BREAKING NEWS

NGO says migrants forced to choose between Rwanda or indefinite detention

The state has recently begun to force many African migrants to essentially choose between deportation to Rwanda or indefinite internment in the Saharonim closed detention center, according to a report published Wednesday morning by the Hotline for Refugees and Migrants NGO.
Under a passed in December 2014, the third in the last couple years after the High Court of Justice struck down the first two as unconstitutional, the maximum amount of time most African migrants can be held in Saharonim is three months and the longest most can be held in the Holot open detention center is 20 months.
However, according to the NGO, the state has invented a new loophole so it can detain migrants indefinitely in Saharonim even though the High Court struck down indefinite detention for migrants in a previous version of the law.
There are 45,711 African migrants currently in Israel, down from around 55,000 two years ago, with 33,506 of them hailing from Eritrea, according to the report, which references 43 Eritreans whose requests for refugee status have been rejected or who have not yet sought to be designated as refugees.

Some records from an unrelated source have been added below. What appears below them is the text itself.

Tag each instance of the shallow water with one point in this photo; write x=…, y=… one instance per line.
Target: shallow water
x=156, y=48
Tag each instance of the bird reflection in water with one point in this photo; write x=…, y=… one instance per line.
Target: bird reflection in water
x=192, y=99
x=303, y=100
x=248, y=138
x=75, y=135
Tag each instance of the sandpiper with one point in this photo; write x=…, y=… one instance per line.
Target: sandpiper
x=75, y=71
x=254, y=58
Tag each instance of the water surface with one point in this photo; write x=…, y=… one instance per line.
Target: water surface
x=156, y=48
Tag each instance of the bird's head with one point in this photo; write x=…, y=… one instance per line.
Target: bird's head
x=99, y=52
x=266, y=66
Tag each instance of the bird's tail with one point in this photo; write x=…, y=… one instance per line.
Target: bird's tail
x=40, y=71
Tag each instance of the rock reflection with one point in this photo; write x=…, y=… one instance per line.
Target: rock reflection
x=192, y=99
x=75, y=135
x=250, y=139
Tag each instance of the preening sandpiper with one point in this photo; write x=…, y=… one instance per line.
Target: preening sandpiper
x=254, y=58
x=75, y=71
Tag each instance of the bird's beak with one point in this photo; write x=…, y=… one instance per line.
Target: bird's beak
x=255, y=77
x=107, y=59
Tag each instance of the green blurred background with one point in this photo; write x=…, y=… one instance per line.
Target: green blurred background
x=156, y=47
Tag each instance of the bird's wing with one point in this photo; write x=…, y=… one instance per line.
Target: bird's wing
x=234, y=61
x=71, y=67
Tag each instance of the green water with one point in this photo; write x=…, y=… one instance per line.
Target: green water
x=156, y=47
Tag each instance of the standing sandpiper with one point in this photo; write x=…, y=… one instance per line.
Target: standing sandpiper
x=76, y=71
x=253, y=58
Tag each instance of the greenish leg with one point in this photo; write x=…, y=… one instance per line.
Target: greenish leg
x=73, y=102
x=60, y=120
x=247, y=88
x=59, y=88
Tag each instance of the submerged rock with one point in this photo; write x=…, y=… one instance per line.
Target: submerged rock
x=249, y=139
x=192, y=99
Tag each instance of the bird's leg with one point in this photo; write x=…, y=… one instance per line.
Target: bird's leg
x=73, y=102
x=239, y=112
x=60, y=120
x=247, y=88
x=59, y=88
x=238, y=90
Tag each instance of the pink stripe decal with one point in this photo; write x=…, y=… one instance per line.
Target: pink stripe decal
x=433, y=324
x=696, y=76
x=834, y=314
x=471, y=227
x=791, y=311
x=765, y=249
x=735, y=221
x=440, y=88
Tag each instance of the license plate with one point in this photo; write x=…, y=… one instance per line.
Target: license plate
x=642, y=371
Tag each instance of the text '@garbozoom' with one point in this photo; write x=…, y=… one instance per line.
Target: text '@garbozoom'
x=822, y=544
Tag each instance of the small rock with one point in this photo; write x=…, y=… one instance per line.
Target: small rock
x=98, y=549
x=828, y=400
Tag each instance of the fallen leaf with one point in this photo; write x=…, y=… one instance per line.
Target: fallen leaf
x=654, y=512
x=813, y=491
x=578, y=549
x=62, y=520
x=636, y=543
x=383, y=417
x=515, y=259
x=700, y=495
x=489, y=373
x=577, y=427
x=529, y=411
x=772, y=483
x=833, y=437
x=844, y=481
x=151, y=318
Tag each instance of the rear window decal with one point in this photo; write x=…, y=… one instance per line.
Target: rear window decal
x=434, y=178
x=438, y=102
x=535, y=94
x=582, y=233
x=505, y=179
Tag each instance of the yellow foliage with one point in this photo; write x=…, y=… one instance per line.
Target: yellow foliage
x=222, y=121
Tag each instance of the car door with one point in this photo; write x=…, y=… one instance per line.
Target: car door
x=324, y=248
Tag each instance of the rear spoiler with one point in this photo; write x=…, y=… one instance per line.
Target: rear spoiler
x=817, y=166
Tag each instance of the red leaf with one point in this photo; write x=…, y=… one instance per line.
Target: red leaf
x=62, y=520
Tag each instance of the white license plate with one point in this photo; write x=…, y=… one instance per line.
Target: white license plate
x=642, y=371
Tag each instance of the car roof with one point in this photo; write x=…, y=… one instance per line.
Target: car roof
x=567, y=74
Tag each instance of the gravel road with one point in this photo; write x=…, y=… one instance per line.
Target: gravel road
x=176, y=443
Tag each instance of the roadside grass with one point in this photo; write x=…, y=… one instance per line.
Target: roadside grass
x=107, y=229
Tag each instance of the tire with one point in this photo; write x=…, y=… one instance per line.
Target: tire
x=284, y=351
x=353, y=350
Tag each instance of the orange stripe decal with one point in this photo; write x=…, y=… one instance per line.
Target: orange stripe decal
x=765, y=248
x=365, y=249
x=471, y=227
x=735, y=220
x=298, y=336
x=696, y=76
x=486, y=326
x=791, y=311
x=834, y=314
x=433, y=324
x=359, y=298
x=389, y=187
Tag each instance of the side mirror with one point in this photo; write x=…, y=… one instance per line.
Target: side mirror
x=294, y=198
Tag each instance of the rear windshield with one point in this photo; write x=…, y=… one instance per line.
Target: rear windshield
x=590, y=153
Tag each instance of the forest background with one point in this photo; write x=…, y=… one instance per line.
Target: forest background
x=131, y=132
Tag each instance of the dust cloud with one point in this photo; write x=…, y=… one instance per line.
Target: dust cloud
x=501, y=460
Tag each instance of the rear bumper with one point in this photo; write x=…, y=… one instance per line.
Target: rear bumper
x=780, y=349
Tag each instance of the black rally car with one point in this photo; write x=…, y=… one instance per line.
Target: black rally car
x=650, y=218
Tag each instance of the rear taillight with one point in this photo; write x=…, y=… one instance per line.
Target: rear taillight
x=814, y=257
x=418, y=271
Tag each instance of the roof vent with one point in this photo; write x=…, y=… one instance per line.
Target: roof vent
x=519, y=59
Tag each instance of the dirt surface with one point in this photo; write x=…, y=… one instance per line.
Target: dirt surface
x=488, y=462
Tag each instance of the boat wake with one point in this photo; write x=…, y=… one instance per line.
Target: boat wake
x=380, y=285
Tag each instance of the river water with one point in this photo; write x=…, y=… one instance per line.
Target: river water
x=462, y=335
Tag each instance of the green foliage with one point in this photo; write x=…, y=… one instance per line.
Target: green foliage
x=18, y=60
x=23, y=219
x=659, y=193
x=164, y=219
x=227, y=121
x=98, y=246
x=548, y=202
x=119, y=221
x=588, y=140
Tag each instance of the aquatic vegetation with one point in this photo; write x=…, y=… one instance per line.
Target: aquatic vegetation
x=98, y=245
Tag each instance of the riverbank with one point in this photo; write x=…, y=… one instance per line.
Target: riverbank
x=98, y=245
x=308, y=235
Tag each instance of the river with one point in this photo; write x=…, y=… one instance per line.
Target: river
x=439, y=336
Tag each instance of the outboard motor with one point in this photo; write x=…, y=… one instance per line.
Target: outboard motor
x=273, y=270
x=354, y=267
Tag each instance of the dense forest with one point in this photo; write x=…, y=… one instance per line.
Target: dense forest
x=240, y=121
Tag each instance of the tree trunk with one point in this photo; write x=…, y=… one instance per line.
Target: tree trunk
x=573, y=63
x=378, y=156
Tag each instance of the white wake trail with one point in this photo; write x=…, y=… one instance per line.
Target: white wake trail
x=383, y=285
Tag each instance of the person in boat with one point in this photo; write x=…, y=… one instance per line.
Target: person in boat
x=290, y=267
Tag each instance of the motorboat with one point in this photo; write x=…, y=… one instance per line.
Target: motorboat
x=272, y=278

The report said the government has quietly initiated a new policy regarding these Eritreans that Hotline expects the state will try to apply on a wider basis to coerce migrants to “self-deport” to Rwanda and other countries.
Under the new policy, which the state has not announced publicly, those migrants whose requests to become refugees are rejected or who have not filed requests are sent for indefinite detention to Saharonim if they do not agree to self-deport to Rwanda after 20 months in Holot.
The Justice Ministry had not responded by press time.